Ces Journées d’étude visent à discuter une thèse originale soutenue par le célèbre sociologue et philosophe des sciences David Bloor à propos des mathématiques : la thèse selon laquelle les preuves et les résultats mathématiques (et logiques) sont contingents, dans le même sens et pour les mêmes raisons que les justifications et les résultats empiriques mis en jeu dans les sciences de la nature.
Cette thèse, qui tranche avec la conception dominante des mathématiques comme royaume de la nécessité, a été introduite par Bloor dès les années 1970, puis développée par lui dans un certain nombre de travaux ultérieurs, mais est restée très largement ignorée au sein de la communauté des philosophes des mathématiques et plus largement des sciences.
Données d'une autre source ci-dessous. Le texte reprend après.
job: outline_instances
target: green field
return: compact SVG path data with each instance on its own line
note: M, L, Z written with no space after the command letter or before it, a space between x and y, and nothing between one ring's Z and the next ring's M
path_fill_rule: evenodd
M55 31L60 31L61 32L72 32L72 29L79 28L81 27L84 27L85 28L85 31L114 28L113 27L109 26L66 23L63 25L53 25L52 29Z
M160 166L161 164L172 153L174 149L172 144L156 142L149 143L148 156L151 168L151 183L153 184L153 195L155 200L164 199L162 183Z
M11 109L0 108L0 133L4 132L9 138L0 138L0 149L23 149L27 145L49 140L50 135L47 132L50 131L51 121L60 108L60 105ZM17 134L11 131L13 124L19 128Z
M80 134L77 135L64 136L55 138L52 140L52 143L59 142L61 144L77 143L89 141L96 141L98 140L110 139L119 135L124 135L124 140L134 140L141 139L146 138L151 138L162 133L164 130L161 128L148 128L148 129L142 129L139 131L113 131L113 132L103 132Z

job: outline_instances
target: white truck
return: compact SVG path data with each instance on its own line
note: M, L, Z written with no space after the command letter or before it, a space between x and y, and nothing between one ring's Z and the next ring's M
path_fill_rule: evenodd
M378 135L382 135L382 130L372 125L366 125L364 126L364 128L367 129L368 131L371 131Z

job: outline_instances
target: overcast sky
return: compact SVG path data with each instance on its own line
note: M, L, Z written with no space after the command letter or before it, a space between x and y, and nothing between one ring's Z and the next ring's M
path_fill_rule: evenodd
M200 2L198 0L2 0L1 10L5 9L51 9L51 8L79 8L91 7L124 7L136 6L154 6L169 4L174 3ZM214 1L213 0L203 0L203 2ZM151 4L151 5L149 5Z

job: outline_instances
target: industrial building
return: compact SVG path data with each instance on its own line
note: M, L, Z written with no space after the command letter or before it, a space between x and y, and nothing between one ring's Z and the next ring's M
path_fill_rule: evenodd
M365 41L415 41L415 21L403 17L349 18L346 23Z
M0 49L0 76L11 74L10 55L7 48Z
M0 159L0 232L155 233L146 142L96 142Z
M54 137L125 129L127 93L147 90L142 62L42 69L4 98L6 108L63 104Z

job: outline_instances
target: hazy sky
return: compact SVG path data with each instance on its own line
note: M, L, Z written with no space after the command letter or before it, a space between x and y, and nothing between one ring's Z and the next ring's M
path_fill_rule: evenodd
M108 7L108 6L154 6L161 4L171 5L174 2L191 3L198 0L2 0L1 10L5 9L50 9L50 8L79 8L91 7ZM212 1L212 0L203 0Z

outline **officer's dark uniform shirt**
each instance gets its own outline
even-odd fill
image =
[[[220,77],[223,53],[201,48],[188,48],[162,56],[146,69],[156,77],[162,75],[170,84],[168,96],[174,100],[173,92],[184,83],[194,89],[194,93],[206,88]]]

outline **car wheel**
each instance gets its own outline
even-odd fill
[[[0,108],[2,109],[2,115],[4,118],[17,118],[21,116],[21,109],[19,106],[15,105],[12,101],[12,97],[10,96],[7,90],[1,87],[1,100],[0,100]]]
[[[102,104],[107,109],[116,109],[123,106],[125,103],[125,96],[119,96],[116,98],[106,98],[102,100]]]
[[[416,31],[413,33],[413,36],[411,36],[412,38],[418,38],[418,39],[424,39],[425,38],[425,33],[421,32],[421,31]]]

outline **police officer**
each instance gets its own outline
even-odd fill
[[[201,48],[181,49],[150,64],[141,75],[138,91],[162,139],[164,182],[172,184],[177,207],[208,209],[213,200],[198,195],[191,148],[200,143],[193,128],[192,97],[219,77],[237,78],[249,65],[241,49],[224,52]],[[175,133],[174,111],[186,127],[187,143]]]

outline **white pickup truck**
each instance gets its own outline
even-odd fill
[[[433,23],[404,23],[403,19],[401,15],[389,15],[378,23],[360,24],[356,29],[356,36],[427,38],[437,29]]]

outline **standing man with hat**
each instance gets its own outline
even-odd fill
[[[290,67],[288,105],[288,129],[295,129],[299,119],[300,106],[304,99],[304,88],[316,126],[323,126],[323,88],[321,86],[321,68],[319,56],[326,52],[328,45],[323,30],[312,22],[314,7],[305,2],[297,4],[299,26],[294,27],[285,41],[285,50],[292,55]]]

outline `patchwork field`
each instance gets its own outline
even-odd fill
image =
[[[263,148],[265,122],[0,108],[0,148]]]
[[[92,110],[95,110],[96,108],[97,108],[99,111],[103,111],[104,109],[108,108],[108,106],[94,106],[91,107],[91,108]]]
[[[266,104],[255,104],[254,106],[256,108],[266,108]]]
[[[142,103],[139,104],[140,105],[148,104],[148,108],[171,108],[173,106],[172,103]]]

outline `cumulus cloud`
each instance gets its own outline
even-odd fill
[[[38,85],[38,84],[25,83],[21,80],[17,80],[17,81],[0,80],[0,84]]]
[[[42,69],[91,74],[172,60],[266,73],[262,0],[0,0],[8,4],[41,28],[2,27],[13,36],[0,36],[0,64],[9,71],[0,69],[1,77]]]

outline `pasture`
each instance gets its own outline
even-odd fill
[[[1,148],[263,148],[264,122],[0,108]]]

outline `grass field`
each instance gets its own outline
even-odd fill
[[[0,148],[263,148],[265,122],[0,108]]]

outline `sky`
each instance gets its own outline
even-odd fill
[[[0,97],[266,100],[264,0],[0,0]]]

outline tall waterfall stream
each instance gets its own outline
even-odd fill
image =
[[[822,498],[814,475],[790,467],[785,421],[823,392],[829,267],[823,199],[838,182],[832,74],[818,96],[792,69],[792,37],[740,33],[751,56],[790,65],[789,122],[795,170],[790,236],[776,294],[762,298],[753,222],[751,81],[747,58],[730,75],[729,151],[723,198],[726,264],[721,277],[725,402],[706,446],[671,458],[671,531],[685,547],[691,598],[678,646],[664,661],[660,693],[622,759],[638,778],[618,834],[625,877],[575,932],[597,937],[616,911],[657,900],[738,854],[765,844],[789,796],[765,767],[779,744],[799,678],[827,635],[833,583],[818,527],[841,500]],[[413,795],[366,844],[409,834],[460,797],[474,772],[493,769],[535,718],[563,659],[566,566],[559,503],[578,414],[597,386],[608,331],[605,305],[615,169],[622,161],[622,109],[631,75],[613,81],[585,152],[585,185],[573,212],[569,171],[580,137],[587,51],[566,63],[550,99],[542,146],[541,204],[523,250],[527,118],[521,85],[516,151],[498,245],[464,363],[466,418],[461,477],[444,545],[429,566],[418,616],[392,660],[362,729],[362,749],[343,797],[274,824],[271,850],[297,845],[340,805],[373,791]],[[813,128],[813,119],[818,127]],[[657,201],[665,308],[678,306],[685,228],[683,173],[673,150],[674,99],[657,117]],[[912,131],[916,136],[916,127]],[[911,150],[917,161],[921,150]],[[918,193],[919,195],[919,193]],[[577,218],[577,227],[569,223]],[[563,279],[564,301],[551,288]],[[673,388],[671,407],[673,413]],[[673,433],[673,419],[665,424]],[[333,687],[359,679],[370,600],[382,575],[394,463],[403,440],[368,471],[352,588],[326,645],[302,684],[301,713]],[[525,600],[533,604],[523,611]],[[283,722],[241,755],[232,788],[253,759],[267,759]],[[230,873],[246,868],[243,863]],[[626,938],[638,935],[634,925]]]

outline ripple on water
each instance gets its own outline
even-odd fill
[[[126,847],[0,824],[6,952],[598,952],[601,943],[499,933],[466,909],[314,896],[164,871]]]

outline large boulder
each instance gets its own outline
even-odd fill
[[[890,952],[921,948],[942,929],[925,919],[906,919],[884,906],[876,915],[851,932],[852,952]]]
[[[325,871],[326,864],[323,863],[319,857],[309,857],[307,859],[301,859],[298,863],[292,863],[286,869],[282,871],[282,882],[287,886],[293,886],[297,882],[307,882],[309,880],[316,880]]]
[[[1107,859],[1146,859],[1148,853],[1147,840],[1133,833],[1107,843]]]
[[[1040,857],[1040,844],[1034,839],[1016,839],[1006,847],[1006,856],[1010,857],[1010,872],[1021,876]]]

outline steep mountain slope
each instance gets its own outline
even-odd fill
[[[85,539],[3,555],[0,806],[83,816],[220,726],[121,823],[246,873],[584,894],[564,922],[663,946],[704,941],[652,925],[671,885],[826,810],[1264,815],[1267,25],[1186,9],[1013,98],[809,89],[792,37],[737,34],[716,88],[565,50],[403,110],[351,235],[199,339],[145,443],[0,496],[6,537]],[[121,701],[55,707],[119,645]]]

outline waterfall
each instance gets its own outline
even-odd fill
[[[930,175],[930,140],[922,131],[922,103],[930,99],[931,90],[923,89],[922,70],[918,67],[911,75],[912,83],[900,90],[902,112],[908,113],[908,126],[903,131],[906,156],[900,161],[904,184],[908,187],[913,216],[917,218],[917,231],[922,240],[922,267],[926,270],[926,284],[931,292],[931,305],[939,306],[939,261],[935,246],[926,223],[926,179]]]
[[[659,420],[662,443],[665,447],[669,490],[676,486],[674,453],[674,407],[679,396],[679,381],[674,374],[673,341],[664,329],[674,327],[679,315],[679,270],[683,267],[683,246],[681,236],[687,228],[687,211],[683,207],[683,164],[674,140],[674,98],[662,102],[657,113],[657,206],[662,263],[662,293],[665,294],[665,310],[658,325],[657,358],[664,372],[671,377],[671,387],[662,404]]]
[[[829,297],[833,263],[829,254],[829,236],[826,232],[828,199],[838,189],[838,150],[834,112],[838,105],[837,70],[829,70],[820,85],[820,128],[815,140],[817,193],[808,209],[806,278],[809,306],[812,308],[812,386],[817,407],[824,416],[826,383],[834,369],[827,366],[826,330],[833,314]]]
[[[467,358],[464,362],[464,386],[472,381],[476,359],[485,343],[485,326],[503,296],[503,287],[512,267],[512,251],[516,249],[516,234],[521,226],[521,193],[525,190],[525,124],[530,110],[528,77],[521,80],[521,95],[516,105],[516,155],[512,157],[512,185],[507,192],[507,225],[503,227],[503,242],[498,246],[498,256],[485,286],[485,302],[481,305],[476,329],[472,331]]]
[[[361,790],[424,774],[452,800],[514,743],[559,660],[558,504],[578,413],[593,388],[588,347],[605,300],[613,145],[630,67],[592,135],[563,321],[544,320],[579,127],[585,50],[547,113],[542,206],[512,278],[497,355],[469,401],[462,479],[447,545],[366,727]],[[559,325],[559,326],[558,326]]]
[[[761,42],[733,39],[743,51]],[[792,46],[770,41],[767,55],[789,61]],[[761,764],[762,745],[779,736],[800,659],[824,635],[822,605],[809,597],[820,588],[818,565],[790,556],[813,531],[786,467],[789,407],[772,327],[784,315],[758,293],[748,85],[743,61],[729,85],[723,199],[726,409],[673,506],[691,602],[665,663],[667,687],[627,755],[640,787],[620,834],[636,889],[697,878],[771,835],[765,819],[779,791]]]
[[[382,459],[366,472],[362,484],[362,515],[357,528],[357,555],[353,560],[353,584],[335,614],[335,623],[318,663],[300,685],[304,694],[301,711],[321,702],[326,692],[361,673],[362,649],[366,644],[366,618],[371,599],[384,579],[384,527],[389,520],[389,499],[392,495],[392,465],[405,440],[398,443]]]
Même Ian Hacking, internationalement reconnu comme celui qui a le premier introduit et conceptualisé, au tournant des années 2000 en philosophie des sciences empiriques, l’opposition entre les conceptions « contingentistes » et « inévitabilistes » des résultats établis par les sciences de la nature, et qui s’est par la suite lui-même penché sur l’application de cette opposition au cas des mathématiques, semble ignorer les propositions « contingentistes » pionnières de Bloor à propos des sciences formelles (Bloor lui-même n’utilise pas le lexique hackinguien du « contingentisme » mais ses thèses se laissent très naturellement reconceptualiser en ces termes).
Cette situation interroge. Elle est d’autant plus regrettable que les analyses et arguments de Bloor appliqués aux mathématiques et à la logique, très élaborés et développés avec rigueur, s’avèrent, à divers égards significatifs, structurellement similaires à ceux que Hacking et ses successeurs ont appliqué à la physique, à la biologie, ou à d’autres sciences empiriques, ce qui suggère des rapprochements potentiellement féconds, d’un point de vue épistémologique, entre sciences formelles et sciences empiriques (par exemple, la question et les difficultés d’une mathématique « alternative » présentent des parentés essentielles avec celles d’une physique « alternative »).
La philosophie des sciences a tout à gagner à engager une discussion systématique et approfondie des propositions « contingentistes » de Bloor à propos des mathématiques plutôt que de les ‘traiter comme inexistantes’. Le récent développement de la « philosophie des pratiques mathématiques » constitue un contexte propice à cette discussion.
Les journées d’étude discuteront en détails les propositions de Bloor avec la volonté d’engager des comparaisons instructives entre sciences formelles et sciences de la nature. Du point de vue de ces comparaisons, les compétences diversifiées des membres des Archives H. Poincaré dans les domaines de la philosophie et de l’histoire des mathématiques et de la logique d’une part, des sciences de la nature d’autre part, seront mises à profit pour aborder de manière pluridisciplinaire le problème de la contingence/inévitabilité dans les sciences.